Große Vielfalt auf kleinem Raum
Entsprechend groß ist die Vielfalt an Umverpackungen, eine besondere Herausforderung für die Produktion. „Bisher haben wir für jedes Format eine eigene Verpackungsmaschine gebraucht“, erklärt Lars Grebe, Leiter Schaumwein im Competence Center Önologie bei Rotkäppchen-Mumm in Eltville. Hier werden Mumm und MM Extra sowie Rotkäppchen-Fruchtsecco in 0,75-Liter-Flaschen sowie in der Piccolo-Größe von 200 ml abgefüllt. „Unser Standort liegt mitten in einem Wohngebiet und wird vom Rhein begrenzt. Da gibt es keine Expansionsmöglichkeiten“, stellt Grebe fest. „Angesichts des geringen Platzes, der uns zur Verfügung steht, ist eine effiziente Raumausnutzung das oberste Gebot.“
Eine Verpackungsmaschine für alles
Dieses Prinzip leitete Rotkäppchen-Mumm auf seiner Suche nach einem Spezialisten, der den Bereich der Verpackung leistungsfähiger und flexibler für die wachsenden Anforderungen von Marketing und Markt gestalten konnte.
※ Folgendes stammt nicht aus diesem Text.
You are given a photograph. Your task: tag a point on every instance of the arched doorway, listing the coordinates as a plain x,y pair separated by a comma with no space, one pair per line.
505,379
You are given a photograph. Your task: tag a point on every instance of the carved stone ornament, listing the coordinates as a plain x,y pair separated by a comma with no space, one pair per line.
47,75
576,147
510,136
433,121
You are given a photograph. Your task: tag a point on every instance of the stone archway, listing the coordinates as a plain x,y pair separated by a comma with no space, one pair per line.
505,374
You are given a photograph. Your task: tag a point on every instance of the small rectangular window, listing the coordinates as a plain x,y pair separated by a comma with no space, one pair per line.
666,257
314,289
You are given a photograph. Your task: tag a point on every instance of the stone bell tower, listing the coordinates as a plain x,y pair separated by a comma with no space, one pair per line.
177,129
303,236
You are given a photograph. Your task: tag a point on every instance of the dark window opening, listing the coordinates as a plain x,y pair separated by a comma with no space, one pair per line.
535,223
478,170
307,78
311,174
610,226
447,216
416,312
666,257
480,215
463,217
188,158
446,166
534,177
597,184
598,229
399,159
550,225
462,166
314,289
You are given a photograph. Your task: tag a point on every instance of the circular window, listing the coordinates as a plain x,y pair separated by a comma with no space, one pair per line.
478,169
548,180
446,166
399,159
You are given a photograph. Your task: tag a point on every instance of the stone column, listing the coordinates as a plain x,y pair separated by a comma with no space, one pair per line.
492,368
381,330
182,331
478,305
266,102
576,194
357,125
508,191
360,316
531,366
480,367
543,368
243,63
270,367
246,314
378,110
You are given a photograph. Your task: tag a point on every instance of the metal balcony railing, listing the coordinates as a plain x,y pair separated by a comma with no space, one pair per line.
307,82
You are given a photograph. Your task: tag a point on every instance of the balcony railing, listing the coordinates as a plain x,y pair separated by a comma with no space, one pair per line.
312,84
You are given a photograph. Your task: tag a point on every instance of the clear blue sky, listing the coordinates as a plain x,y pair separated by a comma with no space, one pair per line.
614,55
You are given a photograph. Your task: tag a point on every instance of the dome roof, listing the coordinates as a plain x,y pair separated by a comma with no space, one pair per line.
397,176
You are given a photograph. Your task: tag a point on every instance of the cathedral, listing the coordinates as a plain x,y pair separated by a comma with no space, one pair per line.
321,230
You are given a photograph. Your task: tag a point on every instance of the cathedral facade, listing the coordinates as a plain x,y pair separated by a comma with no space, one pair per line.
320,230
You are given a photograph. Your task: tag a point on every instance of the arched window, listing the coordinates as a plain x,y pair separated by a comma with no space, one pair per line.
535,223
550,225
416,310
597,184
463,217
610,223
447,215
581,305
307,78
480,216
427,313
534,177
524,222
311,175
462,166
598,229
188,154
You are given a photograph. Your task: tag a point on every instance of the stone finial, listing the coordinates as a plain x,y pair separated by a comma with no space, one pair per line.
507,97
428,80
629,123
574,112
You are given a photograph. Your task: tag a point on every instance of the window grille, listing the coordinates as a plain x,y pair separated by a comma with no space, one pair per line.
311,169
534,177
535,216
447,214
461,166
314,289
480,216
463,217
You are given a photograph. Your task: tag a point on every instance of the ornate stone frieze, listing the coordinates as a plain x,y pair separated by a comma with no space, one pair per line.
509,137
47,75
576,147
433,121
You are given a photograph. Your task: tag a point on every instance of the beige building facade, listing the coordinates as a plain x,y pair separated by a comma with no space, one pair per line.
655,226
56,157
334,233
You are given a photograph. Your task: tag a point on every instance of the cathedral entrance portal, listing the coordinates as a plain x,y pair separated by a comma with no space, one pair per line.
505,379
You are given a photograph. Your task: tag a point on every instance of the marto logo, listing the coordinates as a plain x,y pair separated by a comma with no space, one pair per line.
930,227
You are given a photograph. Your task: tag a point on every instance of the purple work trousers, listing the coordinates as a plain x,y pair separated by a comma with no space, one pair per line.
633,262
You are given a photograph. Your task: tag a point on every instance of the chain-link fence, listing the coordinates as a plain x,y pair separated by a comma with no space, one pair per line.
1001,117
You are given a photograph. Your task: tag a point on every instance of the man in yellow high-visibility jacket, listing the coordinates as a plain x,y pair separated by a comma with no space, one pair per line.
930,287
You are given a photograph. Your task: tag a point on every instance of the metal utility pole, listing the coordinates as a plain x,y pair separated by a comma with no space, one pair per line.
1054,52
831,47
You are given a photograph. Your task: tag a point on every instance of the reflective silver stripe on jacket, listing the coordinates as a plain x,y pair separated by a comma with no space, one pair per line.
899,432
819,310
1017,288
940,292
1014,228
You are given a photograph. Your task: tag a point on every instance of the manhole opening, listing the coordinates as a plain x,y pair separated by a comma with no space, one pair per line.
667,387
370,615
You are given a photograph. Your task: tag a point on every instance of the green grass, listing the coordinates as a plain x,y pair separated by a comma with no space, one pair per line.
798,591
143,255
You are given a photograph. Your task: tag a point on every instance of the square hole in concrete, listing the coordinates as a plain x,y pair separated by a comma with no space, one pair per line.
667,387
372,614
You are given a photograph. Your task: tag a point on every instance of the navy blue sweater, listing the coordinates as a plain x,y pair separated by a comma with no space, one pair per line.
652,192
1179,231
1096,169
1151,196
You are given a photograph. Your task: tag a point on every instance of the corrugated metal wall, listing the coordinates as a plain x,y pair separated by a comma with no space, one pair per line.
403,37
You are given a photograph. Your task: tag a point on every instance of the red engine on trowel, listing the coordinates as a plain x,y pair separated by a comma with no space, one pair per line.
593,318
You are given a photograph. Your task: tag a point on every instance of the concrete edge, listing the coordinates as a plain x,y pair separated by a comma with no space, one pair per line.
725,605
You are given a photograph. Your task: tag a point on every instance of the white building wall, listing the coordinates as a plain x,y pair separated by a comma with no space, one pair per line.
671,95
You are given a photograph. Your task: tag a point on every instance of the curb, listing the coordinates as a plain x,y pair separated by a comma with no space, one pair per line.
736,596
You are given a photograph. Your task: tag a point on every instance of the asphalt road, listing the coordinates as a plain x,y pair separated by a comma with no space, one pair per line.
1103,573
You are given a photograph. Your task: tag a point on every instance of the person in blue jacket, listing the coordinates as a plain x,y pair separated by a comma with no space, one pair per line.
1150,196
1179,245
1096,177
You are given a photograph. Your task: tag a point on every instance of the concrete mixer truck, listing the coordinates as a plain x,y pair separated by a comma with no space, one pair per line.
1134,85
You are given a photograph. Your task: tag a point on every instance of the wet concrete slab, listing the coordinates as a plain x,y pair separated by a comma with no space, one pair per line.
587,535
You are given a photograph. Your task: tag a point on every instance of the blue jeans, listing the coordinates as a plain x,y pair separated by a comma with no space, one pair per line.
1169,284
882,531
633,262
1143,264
Nach einer langen Orientierungs- und Planungsphase ging der Zuschlag an KHS. Dank der Kooperation mit Schubert, dem Crailsheimer Experten für Kartonagenverpackungen, war der Dortmunder Systemanbieter als einziger Bieter in der Lage, die Mammutaufgabe mit nur einer Maschine zu bewältigen.
Die im September 2018 installierte Anlage umfasst 13 Teilmaschinen und misst stolze 33 m Länge. Das ist zwar alles andere als klein, aber die kombinierte Packlösung Innopack TLM punktet mit Leistung, Qualität und Anpassungsfähigkeit gleich mehrfach. „Bei unseren 1er- und 2er-Geschenkverpackungen haben wir die Anlagenleistung gegenüber unserem bisherigen Standard verdoppelt und können jetzt bis zu 33 000 Flaschen pro Stunde einpacken“, berichtet Grebe, der die Maschine bisher im Zweischichtbetrieb einsetzt.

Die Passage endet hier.